How many chance should she give him?
Annie  asked me how she should know when enough is enough? She felt ignoring his second “no show,” would send the message that his behavior was acceptable, which it wasn’t. Yet, after this whole troubling exchange, she had started to doubt herself.

As her dating coach, I told Annie she did the right thing. Art had shown his true colors. If a guy can’t follow through on a simple phone call – what can he follow through on?  People are at their best behavior prior to and during the first three dates. Since that’s not how she wanted to be treated, ending the conversation was the best course of action.

How much honesty is required?
However, I shared with Annie an important strategy on how you let someone know it’s over.  Art had felt she delivered a harsh message because Annie had been very honest and direct. Most people say they want honesty – but that’s not exactly true.  For example, how many women want the truthful answer to, “Do these pants make my butt look fat?”

When you think about it, nobody actually wants to hear why she or he is being rejected. People say they want to know. But if someone doesn’t think you’re attractive enough,smart enough, have a good sense of humor, or the right education, have different morals, values or agendas, do you really want to hear that? I doubt it.

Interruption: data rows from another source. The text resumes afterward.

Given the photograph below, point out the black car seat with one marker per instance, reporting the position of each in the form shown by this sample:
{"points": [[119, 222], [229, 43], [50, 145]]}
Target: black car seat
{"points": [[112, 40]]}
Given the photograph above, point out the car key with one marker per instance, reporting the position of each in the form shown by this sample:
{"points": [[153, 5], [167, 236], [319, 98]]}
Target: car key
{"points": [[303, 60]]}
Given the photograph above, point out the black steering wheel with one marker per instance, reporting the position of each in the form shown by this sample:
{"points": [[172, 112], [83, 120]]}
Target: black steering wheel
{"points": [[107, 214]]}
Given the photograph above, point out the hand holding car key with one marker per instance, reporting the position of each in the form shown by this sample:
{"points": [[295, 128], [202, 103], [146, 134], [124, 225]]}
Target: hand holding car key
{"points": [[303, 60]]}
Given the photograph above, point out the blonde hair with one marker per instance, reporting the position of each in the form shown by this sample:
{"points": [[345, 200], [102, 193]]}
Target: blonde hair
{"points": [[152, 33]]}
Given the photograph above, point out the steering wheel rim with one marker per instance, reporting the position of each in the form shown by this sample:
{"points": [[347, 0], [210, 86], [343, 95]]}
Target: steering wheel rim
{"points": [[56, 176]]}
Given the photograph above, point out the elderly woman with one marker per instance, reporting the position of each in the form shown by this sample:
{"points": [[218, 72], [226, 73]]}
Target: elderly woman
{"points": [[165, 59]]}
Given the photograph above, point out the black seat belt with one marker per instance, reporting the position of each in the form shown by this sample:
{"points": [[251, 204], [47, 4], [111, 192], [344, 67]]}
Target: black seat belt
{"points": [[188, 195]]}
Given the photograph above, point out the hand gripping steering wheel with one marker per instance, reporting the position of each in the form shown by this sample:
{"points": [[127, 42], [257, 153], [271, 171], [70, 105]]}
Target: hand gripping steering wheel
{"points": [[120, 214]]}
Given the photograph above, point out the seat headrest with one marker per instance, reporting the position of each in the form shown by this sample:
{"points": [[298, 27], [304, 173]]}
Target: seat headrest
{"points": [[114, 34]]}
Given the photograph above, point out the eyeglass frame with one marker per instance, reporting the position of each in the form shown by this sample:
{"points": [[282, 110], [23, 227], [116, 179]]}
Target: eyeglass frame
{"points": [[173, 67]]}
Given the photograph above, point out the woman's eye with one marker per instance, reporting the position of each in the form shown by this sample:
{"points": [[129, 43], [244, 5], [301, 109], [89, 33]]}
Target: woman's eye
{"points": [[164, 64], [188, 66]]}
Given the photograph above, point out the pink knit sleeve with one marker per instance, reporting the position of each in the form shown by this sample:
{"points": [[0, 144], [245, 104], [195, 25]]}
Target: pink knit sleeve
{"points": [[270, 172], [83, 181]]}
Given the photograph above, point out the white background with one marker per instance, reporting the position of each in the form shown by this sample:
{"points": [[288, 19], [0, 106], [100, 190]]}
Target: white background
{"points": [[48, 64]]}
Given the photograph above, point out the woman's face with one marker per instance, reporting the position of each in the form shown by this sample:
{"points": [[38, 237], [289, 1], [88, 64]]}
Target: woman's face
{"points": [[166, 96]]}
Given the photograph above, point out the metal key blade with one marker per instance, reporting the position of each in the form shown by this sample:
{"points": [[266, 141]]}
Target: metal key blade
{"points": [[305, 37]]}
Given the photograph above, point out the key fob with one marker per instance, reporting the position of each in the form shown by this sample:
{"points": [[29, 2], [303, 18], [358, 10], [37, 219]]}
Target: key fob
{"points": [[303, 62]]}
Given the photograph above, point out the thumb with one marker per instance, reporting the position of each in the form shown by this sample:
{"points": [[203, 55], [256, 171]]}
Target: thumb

Is there any reason you’d actually want to hear that would make you feel good? Not really.

The best way to end a brief dating situation is to say as little as possible. Some folks prefer to avoid responding as the way to let a date down. Men often disappear because it doesn’t create any confrontation or big emotional scene.

The best rejection messages
However, if you want to say something, here are a few suggestions for delivering a rejection message. Annie could have said:

1) I’ve met someone else

2) Sorry, but I’ve moved on

3) The chemistry isn’t quite right

4) The chemistry isn’t what I had in mind

These responses are more about her versus her date and aren’t very personal, making them easier to hear. In addition, these statements can’t be argued with and limit possible defensive responses and arguments that might follow. The less said, the better for both parties.